Wow, that's one of my favorite sauces. I knew there was a southeast Asian influence in the mix but I never noticed it came from the US of A. I love rolling chicken wings in this stuff and dip fries in it all the time. Whenever I have something that needs a red sauce I try it and usually like it. I've mistakenly also picked up the Flying Goose (it's in my fridge now) but always prefer the Tuong Ot Sriracha. When I stop for a bowl of phở on the sidewalk near the Asian grocery stores in Paris, it's always there on the tables.

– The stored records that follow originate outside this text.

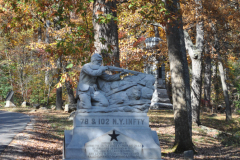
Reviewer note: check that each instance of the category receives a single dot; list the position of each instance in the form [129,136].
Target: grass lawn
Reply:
[215,139]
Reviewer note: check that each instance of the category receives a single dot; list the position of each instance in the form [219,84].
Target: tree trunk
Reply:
[183,140]
[225,91]
[186,79]
[106,33]
[69,87]
[59,88]
[207,76]
[222,75]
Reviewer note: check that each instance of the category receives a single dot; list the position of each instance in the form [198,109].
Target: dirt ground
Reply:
[43,138]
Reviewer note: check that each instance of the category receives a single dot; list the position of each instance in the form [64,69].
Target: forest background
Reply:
[44,43]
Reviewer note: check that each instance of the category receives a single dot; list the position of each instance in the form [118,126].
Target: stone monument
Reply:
[111,121]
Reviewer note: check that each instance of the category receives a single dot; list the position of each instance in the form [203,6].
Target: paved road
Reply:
[10,125]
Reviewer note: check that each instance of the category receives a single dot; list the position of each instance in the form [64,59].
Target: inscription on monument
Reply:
[114,150]
[114,145]
[86,121]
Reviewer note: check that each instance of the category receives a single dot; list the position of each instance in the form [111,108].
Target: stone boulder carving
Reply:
[131,94]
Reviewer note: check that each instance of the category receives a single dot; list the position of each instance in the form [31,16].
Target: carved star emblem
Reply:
[113,136]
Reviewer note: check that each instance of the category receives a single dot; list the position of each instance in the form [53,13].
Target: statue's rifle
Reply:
[112,68]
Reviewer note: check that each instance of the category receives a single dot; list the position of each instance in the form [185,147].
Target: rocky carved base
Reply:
[108,136]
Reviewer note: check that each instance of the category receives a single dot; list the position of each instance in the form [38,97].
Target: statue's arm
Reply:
[86,69]
[108,77]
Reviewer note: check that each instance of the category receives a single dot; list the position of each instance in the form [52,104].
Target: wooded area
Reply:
[44,44]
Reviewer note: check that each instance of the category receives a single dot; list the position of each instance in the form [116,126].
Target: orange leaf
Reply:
[99,12]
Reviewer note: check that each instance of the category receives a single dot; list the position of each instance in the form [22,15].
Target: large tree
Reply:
[183,139]
[106,30]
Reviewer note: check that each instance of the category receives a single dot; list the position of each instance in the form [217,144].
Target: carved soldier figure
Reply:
[87,90]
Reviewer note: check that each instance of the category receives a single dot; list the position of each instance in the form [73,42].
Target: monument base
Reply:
[111,136]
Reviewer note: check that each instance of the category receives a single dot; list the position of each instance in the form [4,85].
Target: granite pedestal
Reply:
[111,136]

Anyone else use it? What do you do with it and do you prefer the red or green or both? Mixing it with other condiments makes perfect sense but it never occurred to me to try. It makes me hungry just thinking about it. NY Times:
The lure of Asian authenticity is part of the appeal. Some American consumers believe sriracha (properly pronounced SIR-rotch-ah) to be a Thai sauce. Others think it is Vietnamese. The truth is that sriracha, as manufactured by Huy Fong Foods, may be best understood as an American sauce, a polyglot purée with roots in different places and peoples.
It’s become a sleeve trick for chefs like Jean-Georges Vongerichten.

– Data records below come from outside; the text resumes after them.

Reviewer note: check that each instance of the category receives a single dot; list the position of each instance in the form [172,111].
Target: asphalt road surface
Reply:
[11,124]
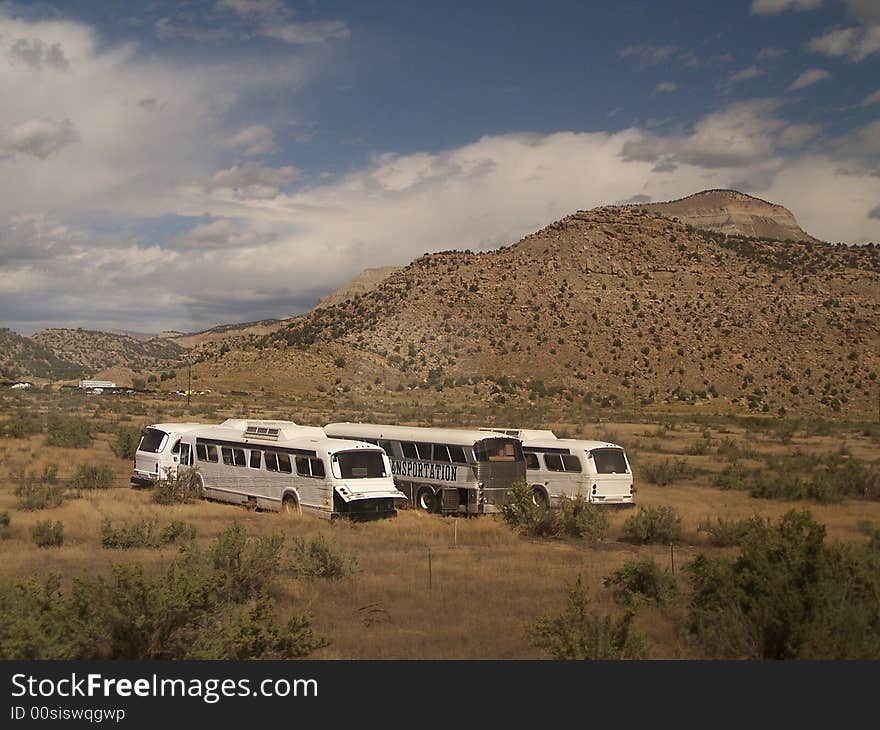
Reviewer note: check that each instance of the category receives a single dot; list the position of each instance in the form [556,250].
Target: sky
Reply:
[179,165]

At the restaurant Perry St., in New York City, Mr. Vongerichten’s rice-cracker-crusted tuna with citrus sauce has always relied on the sweet, garlicky heat of sriracha. More recently, he has honed additional uses. “The other night, I used some of the green-cap stuff with asparagus,” Mr. Vongerichten said. “It’s well balanced, perfect in a hollandaise.”